Friday, November 3rd, 2017
By Eileen Klein
When I was in elementary school, our grades were S and U. S stood for satisfactory. You could get an S for satisfactory progress, or the dreaded U, for unsatisfactory.
One afternoon, my mom sent me next door to show my report card to the neighbors, the Kopeckys. Retired Midwesterners with no kids of their own, they kept close tabs on me and my grade-school adventures. Excited to show off, I was rather dismayed when Mr. Kopecky took one look and said, "What are all these S marks? Does S stand for stupid?"
Of course he was just pulling my pigtails, but I was having none of it. "No, sir!" I insisted. "I am a GOOD student!" Then I explained at length just how good I was until my mom called me home for dinner. It became a favorite running joke as I got older.
Undoubtedly many of Arizona's public schools had their own - and much less tender - version of this story after the state released its school letter grades last month. Approximately 20 percent of schools have appealed their letter grades, including some that are recognized as tops in the nation.
That's not to suggest everyone else is pleased, and many are calling foul. Columnist Bob Robb's recent opinion piece labeled the letter grade system a monumental failure. The state superintendent of public instruction has called the letter grade system "too complex." Leading business groups have called for immediate change and simplification (somewhat ironically, to be figured out by a consultant). Worst of all, school administrators have called the results "devastating" to their teachers and communities.
Amid the calls for reform, the Arizona State Board of Education, whose current members largely inherited this system, has initiated a review. While they wait for the technicians, statisticians and psychometricians to do their latest thing with the numbers, this might be a good time for the rest of us to call the question.
To what end?
It's important to remember why the letter grades were created in the first place: to give parents good information about their schools. The school achievement profiles mandated in statute provide some key performance data. But efforts to aggregate that data into a single rating - like the school report card - does not provide good information. In some cases, it might be giving misleading information.
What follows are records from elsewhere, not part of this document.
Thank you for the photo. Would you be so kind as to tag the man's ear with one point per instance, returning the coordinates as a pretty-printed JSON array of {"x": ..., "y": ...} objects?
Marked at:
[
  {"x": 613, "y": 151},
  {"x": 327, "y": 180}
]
Take San Luis High School, for example. This high school sends three of every four students on to college after high school. Their college completion rates beat the state average, yet they were assigned a D letter grade. Arcadia High School, with more than two-thirds of their students enrolled in college beyond high school and a nearly 50 percent college completion rate, has been assigned a C. You can reference the various data on high school performance here that shows the discord among the various measures.
Parents and the public can easily think the school letter grades are a reflection of the school's overall quality. People assume that an A school will do a better job than a C or D school in what they offer and how they prepare students to succeed. In practice, school letter grades are heavily weighted to their students' achievement on the AzMERIT test, the state's test of minimum proficiency.
Unlike its predecessor test, AIMS, high school diplomas are not withheld for failure; college scholarships are not awarded for passage. Universities and community colleges don't use the AzMERIT test for admissions decisions. We don't use the test for evaluating student preparedness for college whatsoever.
This makes rating the quality of schools based on AzMERIT performance a bit like rating a dining experience based on whether the restaurant passed its health inspection.
It also is turning the state's accountability program into a big compliance exercise - an arcane and expensive one at that. In less than 10 years, Arizona has gone through old standards, new standards, old tests, new tests, an old grading system and a new grading system, and has spent tens of millions of dollars along the way. That's not even counting the tens of millions of dollars spent on repairing the data system at the state department of education just to help it properly count students, pay schools and provide longitudinal data on educational outcomes.
With overall K-12 performance flat amidst a tight labor market and growing demands for a more skilled workforce, the stakes for students are high. As we work to reform the accountability system and the availability of information, we cannot lose sight of real education reform - the kind that actually increases learning outcomes for students.
The performance of K-12 and higher education is inextricably linked. As the State Board of Education takes up its work to review the school letter grades, we will offer whatever assistance is needed. We also will explore the possibility of a joint meeting with them, the State Board of Charter Schools, community colleges and other appointed and elected education leaders across the P-20 system to discuss system-wide performance and what we might collectively contribute to the state's efforts to provide data, information, and performance measures that matter to families, teachers and the public.
Now that the state has adopted a goal to increase the education of working adults, a joint conversation would promote greater alignment of activity and shared responsibilities across the P-20 education system, and hopefully, spur greater student success, which is what we are all really after.